Ce qu'on en dit : "La raison du plus faible" est un film pudique qui dépeint un monde en manque d'argent avec un regard juste.
Si le film est aussi poignant, c'est d'une part parce que le cinéaste s'est immergé dans l'univers qu'il décrit, celui des ouvriers belges. A propos de son souci de dépeindre ce milieu avec honnêteté, il note : "A aucun moment, on est au-dessus de ce que peuvent avoir les gens dont on parle. Leur dignité est aussi dans leur intérieur. Même si ce n'est pas riche, c'est propre et bien tenu. Le film se passe à Liège et les gens qui vivent dans les quartiers où on a tourné sont sociologiquement ce que sont les personnages."
D'autre part, le film décrit les personnages et les situations sans les juger et le spectateur ne tarde pas à comprendre les réactions de ces hommes. Cependant le réalisateur nous laisse tout de même le choix de penser en terme de "bien" ou "mal" en laissant Marc, le "spécialiste du braquage", les mettre en garde.
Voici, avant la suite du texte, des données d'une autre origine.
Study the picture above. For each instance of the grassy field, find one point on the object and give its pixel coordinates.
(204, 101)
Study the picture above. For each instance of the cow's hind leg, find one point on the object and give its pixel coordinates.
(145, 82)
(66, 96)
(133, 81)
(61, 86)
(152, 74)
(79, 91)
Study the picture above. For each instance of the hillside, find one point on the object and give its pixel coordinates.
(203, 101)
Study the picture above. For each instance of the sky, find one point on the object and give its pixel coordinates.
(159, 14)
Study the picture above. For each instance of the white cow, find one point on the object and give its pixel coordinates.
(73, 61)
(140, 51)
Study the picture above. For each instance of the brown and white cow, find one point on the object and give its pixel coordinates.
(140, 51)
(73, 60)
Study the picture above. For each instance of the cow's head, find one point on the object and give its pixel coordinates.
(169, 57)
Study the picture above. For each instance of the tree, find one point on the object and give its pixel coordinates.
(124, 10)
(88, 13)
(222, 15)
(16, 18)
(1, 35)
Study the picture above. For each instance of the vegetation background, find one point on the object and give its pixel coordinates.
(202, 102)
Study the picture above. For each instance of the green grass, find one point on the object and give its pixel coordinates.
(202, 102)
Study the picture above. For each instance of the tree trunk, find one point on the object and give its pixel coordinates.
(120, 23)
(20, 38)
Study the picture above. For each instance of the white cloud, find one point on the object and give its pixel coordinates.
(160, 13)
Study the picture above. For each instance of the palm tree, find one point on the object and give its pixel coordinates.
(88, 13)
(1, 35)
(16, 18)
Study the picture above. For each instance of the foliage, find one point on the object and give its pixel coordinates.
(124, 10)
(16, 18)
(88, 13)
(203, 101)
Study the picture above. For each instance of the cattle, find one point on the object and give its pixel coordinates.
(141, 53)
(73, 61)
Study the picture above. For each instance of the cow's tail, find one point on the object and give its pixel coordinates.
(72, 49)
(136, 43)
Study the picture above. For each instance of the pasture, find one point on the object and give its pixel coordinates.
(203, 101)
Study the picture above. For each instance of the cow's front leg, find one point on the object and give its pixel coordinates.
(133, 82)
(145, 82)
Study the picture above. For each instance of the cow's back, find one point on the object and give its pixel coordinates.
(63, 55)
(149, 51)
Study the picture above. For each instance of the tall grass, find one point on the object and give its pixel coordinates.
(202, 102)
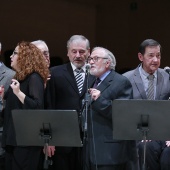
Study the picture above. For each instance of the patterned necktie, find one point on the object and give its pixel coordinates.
(150, 91)
(96, 83)
(79, 79)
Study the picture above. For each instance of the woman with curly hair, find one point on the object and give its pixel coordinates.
(26, 92)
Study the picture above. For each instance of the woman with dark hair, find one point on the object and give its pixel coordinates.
(25, 92)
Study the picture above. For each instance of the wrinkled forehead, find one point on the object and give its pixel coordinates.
(78, 44)
(98, 53)
(42, 47)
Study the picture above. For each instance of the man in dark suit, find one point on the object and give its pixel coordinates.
(64, 93)
(150, 56)
(103, 152)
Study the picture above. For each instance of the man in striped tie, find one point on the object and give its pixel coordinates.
(152, 83)
(65, 91)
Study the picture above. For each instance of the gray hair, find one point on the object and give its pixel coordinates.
(40, 42)
(78, 38)
(108, 55)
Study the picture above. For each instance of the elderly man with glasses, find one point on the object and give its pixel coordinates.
(105, 153)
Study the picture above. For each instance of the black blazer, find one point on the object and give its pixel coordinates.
(62, 91)
(108, 151)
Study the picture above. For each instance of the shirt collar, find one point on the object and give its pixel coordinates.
(145, 74)
(74, 67)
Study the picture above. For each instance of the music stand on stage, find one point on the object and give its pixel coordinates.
(141, 120)
(47, 127)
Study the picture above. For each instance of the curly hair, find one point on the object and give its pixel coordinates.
(30, 59)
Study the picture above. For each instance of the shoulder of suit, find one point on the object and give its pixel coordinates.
(59, 67)
(129, 73)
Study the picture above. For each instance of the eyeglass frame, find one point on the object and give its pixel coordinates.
(95, 59)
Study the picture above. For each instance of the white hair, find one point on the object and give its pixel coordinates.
(109, 55)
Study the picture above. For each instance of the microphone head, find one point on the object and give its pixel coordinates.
(88, 66)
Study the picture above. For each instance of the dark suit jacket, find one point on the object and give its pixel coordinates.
(162, 87)
(6, 74)
(62, 91)
(107, 150)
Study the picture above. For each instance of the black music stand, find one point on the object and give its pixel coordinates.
(141, 120)
(47, 127)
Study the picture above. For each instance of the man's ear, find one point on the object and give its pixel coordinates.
(140, 56)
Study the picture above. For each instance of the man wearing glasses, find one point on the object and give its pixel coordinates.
(44, 49)
(105, 153)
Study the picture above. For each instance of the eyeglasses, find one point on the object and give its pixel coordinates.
(94, 59)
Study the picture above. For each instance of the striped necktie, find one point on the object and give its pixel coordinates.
(79, 79)
(150, 90)
(96, 83)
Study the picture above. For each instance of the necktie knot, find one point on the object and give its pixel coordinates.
(78, 70)
(96, 82)
(150, 90)
(150, 77)
(79, 79)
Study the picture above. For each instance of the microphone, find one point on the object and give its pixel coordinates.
(88, 66)
(167, 69)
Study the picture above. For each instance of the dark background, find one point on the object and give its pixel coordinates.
(119, 25)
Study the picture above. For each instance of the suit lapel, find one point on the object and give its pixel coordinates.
(159, 85)
(139, 84)
(69, 75)
(90, 82)
(106, 82)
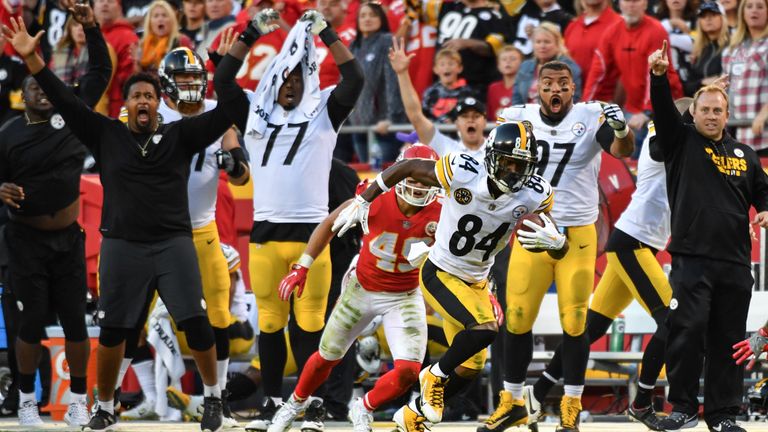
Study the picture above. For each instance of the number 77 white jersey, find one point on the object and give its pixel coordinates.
(474, 226)
(569, 157)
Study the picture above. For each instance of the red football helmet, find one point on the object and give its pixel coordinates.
(414, 193)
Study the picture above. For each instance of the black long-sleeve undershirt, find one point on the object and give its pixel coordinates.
(145, 197)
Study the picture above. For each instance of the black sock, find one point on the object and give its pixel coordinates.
(240, 387)
(575, 357)
(77, 384)
(26, 382)
(466, 344)
(273, 354)
(518, 353)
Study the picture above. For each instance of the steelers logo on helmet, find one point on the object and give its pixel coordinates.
(183, 76)
(510, 155)
(409, 190)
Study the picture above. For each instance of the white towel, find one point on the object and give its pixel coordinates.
(298, 48)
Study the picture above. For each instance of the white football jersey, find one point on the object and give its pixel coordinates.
(443, 144)
(569, 158)
(203, 181)
(647, 218)
(473, 225)
(291, 165)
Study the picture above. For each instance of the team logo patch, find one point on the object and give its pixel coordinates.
(579, 128)
(431, 228)
(519, 211)
(462, 196)
(57, 121)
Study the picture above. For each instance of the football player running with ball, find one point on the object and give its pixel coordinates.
(483, 203)
(571, 137)
(381, 283)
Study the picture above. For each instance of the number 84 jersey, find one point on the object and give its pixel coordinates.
(474, 226)
(569, 157)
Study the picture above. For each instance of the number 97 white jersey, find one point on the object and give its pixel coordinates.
(569, 157)
(474, 226)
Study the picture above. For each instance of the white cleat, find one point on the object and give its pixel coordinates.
(77, 413)
(28, 414)
(360, 417)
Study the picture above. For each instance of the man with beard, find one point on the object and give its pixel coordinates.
(145, 222)
(40, 165)
(570, 137)
(469, 114)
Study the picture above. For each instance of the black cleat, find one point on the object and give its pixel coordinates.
(212, 414)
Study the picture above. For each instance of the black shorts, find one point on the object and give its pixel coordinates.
(46, 269)
(130, 272)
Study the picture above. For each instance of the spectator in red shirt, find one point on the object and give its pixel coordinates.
(500, 92)
(626, 47)
(584, 34)
(119, 34)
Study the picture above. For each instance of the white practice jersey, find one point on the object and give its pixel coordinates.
(204, 175)
(473, 225)
(569, 158)
(291, 165)
(443, 144)
(647, 218)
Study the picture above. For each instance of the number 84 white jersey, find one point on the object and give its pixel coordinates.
(473, 225)
(569, 157)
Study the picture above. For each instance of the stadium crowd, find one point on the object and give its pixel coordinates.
(170, 100)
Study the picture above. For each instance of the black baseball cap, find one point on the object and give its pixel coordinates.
(710, 6)
(468, 104)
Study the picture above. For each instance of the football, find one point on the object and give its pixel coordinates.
(533, 217)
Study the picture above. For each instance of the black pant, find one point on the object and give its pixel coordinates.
(708, 314)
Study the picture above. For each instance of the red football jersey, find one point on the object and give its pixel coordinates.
(256, 61)
(329, 72)
(382, 265)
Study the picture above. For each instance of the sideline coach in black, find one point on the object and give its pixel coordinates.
(712, 181)
(147, 244)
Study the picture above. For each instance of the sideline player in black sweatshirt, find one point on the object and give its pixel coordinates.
(712, 181)
(40, 165)
(145, 222)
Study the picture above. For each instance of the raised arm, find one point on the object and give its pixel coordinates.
(400, 62)
(667, 120)
(80, 119)
(96, 80)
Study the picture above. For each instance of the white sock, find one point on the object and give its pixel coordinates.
(573, 391)
(25, 397)
(435, 369)
(145, 373)
(108, 406)
(515, 388)
(213, 390)
(123, 369)
(221, 372)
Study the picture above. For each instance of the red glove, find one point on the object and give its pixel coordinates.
(498, 311)
(293, 280)
(755, 345)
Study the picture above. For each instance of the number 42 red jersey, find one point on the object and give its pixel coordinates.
(382, 265)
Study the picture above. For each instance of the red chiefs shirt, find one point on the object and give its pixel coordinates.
(382, 265)
(499, 97)
(256, 61)
(421, 41)
(329, 72)
(582, 38)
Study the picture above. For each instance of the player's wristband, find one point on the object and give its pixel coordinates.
(305, 261)
(380, 182)
(328, 35)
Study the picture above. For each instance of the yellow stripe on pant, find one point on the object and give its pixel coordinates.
(268, 263)
(531, 274)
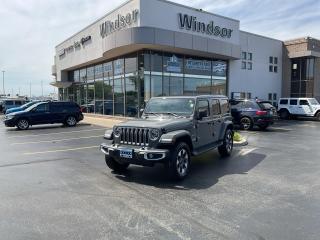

Mais pourtant, dans cette histoire de hold-up, on ressent, avec les personnages, une exaltation bien compréhensible : tout à coup, le rêve redevient possible. Et on espère que leur entreprise va réussir, pour les libérer du fatalisme et de la déprime ambiante.
En conclusion, le cinéaste (qui s'est inspiré d'une histoire vraie) dresse un sombre état des lieux de la société contemporaine et décrit une société actuelle peu solidaire, qui semble accepter que les plus fragiles soient obligés de se débrouiller eux-mêmes. Lucas Belvaux montre des gens qui ne croient plus en la démocratie, qui renoncent à l'idée de revendication, d'action commune pour aller vers une économie parallèle, souterraine : l'exemple du film est le braquage, mais il pourrait aussi s'agir de deals, de détournements de fonds....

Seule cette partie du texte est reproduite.